BTC-denominated Insurance Fund covers liquidation shortfalls when trader losses exceed collateral, protecting winning traders’ full profits & preventing negative balances without socializing losses.
The Insurance Fund is a critical part of Roxom’s risk management infrastructure. It acts as a financial buffer to ensure that traders’ losses do not cascade to other users or the platform. In essence, the Insurance Fund covers losses from liquidations that exceed the liquidated trader’s collateral, so that winning traders still get their full profits and the losing traders’ balance never goes below zero.

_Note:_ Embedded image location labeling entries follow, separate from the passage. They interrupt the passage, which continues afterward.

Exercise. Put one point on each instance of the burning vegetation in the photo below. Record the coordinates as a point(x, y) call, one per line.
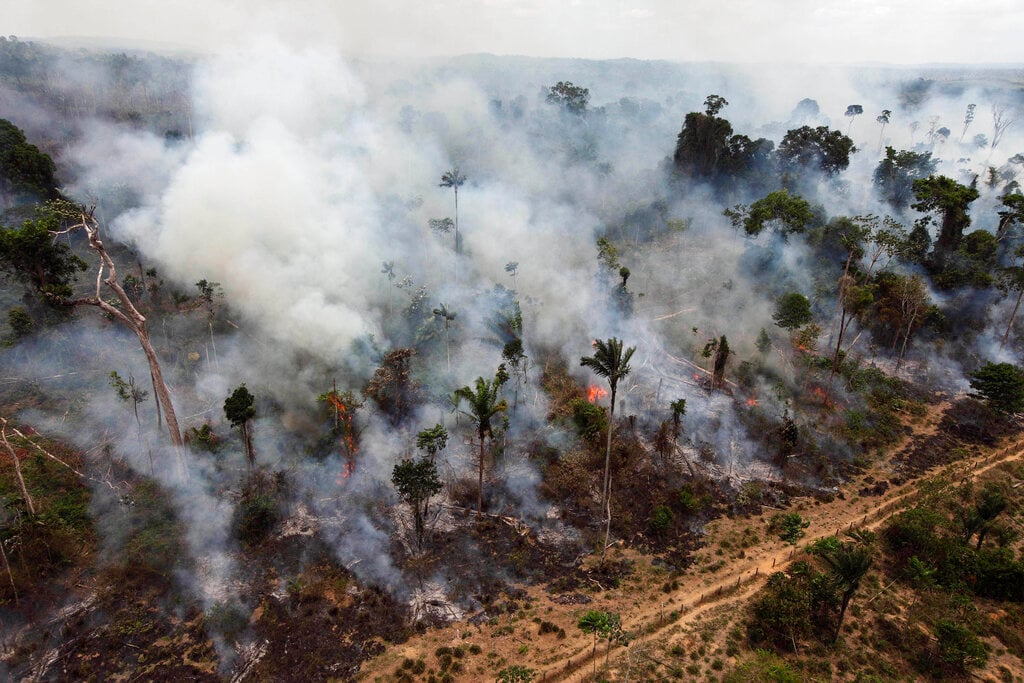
point(531, 392)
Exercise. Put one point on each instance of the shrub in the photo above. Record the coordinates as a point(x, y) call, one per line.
point(660, 520)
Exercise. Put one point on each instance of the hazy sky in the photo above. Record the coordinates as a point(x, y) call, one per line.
point(793, 31)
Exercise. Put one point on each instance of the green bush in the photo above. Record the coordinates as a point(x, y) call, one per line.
point(660, 520)
point(590, 419)
point(255, 516)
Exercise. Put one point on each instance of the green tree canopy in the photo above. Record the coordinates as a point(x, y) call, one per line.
point(792, 310)
point(948, 199)
point(24, 169)
point(895, 174)
point(32, 255)
point(1000, 385)
point(240, 408)
point(786, 213)
point(821, 148)
point(570, 97)
point(416, 481)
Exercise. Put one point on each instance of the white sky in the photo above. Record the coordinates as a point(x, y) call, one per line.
point(745, 31)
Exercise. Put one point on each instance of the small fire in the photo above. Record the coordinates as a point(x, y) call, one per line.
point(347, 433)
point(821, 395)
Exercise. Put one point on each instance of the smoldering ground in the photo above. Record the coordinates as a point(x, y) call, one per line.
point(305, 174)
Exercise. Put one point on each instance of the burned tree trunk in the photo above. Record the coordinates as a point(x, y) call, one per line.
point(83, 218)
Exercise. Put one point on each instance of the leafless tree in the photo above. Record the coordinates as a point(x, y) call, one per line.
point(123, 310)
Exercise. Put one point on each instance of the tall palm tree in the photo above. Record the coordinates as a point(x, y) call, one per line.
point(612, 361)
point(849, 562)
point(483, 404)
point(454, 179)
point(448, 314)
point(388, 271)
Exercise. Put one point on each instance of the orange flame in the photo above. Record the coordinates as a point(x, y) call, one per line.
point(347, 433)
point(821, 395)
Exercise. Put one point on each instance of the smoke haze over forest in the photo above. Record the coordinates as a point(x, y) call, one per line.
point(306, 186)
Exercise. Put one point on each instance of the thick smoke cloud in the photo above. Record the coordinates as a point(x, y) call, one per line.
point(306, 172)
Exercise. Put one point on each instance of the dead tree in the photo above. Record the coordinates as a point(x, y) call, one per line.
point(83, 218)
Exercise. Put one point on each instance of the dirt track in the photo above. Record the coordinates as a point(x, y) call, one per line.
point(697, 595)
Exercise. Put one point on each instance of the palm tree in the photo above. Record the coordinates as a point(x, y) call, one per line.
point(612, 361)
point(883, 119)
point(483, 404)
point(444, 312)
point(388, 270)
point(454, 179)
point(849, 562)
point(512, 267)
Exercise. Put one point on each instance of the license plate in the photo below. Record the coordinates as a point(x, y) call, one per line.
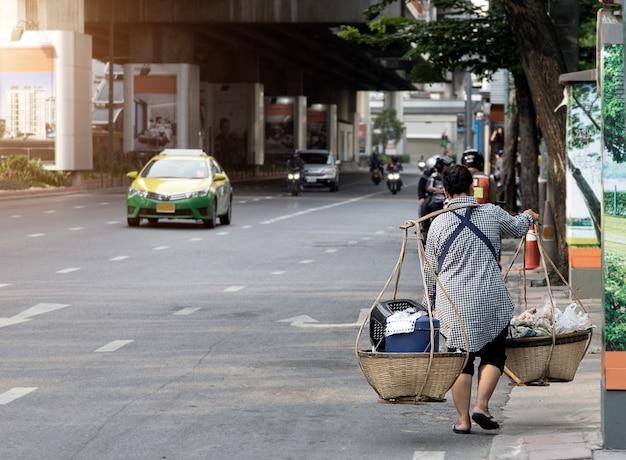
point(166, 207)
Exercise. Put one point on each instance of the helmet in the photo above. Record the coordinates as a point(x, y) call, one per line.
point(473, 159)
point(430, 163)
point(441, 162)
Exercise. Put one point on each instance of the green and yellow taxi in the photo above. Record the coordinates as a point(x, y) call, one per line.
point(180, 184)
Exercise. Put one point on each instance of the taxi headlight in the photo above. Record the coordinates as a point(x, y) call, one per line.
point(198, 193)
point(132, 191)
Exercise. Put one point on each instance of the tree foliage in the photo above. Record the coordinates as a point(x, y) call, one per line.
point(612, 93)
point(467, 37)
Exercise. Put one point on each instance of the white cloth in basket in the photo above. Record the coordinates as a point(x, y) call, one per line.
point(403, 322)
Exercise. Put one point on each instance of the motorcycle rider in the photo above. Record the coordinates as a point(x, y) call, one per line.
point(395, 165)
point(427, 171)
point(376, 164)
point(295, 163)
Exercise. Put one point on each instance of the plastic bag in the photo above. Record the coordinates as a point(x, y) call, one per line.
point(571, 321)
point(403, 322)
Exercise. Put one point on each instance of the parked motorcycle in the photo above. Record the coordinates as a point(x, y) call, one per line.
point(294, 181)
point(394, 182)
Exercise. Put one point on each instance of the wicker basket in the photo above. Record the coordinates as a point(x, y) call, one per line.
point(409, 377)
point(535, 360)
point(555, 358)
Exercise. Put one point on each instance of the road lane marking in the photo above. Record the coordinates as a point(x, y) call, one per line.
point(15, 393)
point(113, 346)
point(186, 311)
point(426, 455)
point(319, 208)
point(68, 270)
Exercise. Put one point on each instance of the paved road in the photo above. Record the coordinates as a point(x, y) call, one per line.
point(178, 342)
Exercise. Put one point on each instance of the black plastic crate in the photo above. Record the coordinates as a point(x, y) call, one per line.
point(379, 316)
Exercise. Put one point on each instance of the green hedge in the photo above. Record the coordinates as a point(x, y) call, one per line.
point(615, 302)
point(615, 203)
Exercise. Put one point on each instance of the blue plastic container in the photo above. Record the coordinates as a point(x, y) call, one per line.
point(417, 341)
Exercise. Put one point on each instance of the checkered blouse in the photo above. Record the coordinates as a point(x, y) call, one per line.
point(470, 273)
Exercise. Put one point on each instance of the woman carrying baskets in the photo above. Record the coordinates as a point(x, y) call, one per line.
point(463, 250)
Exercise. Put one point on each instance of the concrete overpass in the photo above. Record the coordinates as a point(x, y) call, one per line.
point(287, 46)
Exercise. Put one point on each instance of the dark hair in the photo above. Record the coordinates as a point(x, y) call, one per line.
point(457, 180)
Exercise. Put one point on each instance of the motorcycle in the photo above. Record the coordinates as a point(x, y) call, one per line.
point(394, 183)
point(294, 181)
point(376, 175)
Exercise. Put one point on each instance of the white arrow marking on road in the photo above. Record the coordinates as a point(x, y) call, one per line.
point(186, 311)
point(27, 315)
point(40, 309)
point(425, 455)
point(113, 346)
point(68, 270)
point(307, 321)
point(15, 393)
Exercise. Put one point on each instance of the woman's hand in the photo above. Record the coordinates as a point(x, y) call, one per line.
point(532, 214)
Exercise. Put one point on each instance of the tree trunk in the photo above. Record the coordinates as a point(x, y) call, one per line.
point(528, 147)
point(509, 160)
point(543, 63)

Key aspects of the Insurance Fund and how defaults are handled include:
Purpose: The primary role of the Insurance Fund is to absorb liquidation shortfalls. A shortfall occurs when a position is closed at a price that leaves the trader’s account with negative equity (i.e. their collateral was not enough to cover the loss at liquidation). Instead of forcing the winning counterparty to forfeit some of their gains or socializing the loss across all traders, the Insurance Fund pays the difference. This way, the winning side of the trade receives their full P&L, and the defaulting trader’s balance is simply brought to zero (they do not owe anything beyond their lost collateral).
Denomination: Roxom’s Insurance Fund is denominated in BTC (since all contracts on the platform use BTC as the base collateral). All contributions to the fund and any payouts from the fund are handled in BTC.